Hello, I'm trying to replicate a cluster I initially built for testing on CentOS 5.6, but with the fresher packages that come along with a 6.x release. CentOS is still playing catch-up, so their 6.0 pacemaker packages are a bit older. Based on that, I figured I'd try Scientific Linux 6.1 since it's the closest to current I can get being non-licensed for RHEL. My previous iteration of the cluster was heartbeat/pacemaker, but since pacemaker is now included as part of the stock repos I figured I'd stick with those only, which means cman/corosync/pacemaker. I have things working pretty much as I want, but still with stonith disabled because I have no stonith agents available in pacemaker at all. If I do crm ra list stonith, it comes back empty (where on 5.6 I have numerous agents to choose from). Looking at the older 5.6 nodes, I can see that the stonith agents mostly (or all?) came from the cluster-glue package, which I do have installed on the new cluster nodes as well. The newer cluster-glue packages just don't contain any stonith agents. Am I approaching this incorrectly, and I'm supposed to handle fencing in corosync (which does have tons of stonith bits installed with it)? If so, how do I tell pacemaker to fire off a fencing task via corosync? Am I supposed to configure pacemaker to use corosync's stonith commands?

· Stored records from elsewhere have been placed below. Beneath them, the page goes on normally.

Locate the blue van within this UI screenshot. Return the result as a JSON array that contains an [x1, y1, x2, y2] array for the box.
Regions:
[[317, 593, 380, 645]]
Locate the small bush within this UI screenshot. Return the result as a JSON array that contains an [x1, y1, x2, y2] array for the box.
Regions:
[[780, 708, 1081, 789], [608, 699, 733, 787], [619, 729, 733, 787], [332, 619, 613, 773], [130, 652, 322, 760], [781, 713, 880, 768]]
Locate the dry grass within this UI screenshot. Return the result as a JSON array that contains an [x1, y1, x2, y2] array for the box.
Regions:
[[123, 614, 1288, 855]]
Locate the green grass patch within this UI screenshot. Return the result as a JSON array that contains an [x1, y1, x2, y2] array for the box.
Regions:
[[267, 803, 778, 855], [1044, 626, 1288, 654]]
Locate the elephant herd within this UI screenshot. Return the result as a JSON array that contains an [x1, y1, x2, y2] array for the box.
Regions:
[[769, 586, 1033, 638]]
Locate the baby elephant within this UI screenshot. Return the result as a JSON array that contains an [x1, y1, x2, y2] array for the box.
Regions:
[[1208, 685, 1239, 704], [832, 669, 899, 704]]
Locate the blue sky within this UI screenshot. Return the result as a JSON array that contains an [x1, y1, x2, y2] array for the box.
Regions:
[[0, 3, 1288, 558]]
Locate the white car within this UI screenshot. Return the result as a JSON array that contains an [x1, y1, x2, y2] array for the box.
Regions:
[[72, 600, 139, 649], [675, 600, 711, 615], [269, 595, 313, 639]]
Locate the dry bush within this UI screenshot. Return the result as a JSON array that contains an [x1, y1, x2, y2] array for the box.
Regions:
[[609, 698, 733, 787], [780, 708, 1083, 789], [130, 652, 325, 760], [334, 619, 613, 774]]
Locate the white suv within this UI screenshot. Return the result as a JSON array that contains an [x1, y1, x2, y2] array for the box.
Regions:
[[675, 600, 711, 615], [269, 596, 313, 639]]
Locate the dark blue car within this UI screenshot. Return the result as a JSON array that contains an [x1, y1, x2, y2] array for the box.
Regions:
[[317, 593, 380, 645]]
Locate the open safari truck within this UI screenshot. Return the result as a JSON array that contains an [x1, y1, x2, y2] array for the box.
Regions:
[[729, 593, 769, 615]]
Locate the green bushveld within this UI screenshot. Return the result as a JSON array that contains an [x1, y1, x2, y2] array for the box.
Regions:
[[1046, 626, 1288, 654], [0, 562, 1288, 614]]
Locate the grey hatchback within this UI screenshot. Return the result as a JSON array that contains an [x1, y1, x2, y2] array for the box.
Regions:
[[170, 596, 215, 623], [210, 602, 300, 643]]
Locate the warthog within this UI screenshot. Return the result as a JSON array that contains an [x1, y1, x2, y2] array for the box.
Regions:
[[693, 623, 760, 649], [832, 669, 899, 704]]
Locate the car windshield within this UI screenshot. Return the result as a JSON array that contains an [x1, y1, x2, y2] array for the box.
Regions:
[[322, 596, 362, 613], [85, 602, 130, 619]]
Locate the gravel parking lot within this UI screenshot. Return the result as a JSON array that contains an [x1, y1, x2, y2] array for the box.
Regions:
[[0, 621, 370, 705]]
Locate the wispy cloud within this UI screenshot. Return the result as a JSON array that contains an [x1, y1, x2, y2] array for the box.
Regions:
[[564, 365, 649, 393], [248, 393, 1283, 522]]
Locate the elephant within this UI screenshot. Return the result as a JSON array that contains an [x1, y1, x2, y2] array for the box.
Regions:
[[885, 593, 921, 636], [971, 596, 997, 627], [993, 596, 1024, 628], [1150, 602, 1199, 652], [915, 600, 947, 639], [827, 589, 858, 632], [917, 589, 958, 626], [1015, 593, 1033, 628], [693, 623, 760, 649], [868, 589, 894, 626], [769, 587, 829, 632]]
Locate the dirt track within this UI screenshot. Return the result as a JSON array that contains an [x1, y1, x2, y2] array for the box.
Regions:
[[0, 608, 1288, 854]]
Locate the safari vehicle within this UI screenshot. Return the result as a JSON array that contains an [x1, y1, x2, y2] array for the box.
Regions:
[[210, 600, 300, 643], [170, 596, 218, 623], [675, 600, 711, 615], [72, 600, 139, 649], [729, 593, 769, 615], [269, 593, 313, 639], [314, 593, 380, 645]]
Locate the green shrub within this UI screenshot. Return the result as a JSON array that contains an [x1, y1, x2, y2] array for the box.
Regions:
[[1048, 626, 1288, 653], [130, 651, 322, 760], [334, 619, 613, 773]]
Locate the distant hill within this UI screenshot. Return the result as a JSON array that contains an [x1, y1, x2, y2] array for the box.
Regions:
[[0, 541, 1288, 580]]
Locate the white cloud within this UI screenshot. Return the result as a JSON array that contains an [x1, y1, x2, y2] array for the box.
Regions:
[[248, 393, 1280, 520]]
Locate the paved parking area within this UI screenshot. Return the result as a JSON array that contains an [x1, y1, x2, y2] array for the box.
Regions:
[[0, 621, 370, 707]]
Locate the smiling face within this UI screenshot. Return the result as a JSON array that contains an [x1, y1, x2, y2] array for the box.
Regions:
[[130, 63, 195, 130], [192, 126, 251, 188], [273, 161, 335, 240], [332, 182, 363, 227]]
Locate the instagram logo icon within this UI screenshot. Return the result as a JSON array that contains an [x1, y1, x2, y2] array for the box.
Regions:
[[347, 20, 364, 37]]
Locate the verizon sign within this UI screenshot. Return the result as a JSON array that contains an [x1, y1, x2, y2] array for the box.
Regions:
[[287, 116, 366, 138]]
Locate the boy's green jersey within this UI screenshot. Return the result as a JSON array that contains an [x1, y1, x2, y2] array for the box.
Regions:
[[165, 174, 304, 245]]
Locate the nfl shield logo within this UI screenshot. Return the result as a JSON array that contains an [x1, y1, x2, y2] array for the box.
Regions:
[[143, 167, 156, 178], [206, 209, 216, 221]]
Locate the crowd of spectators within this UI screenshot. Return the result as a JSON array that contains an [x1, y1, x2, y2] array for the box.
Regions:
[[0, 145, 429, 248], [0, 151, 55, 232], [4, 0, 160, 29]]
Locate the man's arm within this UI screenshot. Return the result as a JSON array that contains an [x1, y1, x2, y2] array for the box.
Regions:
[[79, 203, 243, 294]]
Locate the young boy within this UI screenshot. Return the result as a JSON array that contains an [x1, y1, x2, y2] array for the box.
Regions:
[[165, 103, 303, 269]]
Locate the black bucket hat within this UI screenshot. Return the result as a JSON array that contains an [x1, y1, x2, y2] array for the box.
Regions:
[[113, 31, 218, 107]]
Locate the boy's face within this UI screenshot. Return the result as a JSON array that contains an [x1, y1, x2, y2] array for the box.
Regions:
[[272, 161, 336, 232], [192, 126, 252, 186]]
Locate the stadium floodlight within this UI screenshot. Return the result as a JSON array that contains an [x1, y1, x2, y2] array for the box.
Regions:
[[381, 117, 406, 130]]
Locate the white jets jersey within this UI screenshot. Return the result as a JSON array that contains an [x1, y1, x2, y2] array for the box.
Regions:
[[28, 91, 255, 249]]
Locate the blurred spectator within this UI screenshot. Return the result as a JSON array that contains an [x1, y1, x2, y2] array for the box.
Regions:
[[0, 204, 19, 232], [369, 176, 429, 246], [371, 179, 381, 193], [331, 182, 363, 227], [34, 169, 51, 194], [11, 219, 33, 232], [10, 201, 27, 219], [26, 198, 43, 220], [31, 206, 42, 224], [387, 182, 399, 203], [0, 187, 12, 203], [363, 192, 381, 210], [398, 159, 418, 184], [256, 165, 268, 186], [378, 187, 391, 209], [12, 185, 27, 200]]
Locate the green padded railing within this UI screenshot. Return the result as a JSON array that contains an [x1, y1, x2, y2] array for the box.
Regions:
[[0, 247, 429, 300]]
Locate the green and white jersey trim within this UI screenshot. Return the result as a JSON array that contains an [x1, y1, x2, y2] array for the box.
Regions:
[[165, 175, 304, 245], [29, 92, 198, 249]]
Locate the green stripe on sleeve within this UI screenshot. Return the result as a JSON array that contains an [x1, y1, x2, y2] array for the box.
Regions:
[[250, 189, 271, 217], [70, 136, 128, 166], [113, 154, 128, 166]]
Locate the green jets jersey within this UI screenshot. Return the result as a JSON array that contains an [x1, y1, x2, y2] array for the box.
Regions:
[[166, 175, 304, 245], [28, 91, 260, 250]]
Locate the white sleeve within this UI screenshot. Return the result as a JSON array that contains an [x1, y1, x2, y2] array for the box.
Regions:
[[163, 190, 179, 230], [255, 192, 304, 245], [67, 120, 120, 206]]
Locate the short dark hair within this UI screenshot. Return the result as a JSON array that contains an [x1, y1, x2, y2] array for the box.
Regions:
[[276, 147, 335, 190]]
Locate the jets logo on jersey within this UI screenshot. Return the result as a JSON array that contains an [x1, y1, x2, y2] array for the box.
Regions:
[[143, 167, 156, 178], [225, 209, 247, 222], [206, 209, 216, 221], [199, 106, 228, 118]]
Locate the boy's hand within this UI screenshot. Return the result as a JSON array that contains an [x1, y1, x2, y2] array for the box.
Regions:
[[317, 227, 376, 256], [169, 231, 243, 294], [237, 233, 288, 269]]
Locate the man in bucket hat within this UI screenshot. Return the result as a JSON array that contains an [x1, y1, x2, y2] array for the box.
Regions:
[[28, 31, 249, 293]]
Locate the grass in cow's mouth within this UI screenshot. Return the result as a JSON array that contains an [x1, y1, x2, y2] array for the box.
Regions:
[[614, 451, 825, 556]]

Any pointers appreciated, Mark ___ Pacemaker mailing list: Pacemaker@oss.clusterlabs.org http://oss.clusterlabs.org/mailman/listinfo/pacemaker Project Home: http://www.clusterlabs.org Getting started: http://www.clusterlabs.org/doc/Cluster_from_Scratch.pdf Bugs: http://developerbugs.linux-foundation.org/enter_bug.cgi?product=Pacemaker
Re: [Pacemaker] RHEL6 / Scientific Linux 6: cluster-glue no longer includes stonith agents?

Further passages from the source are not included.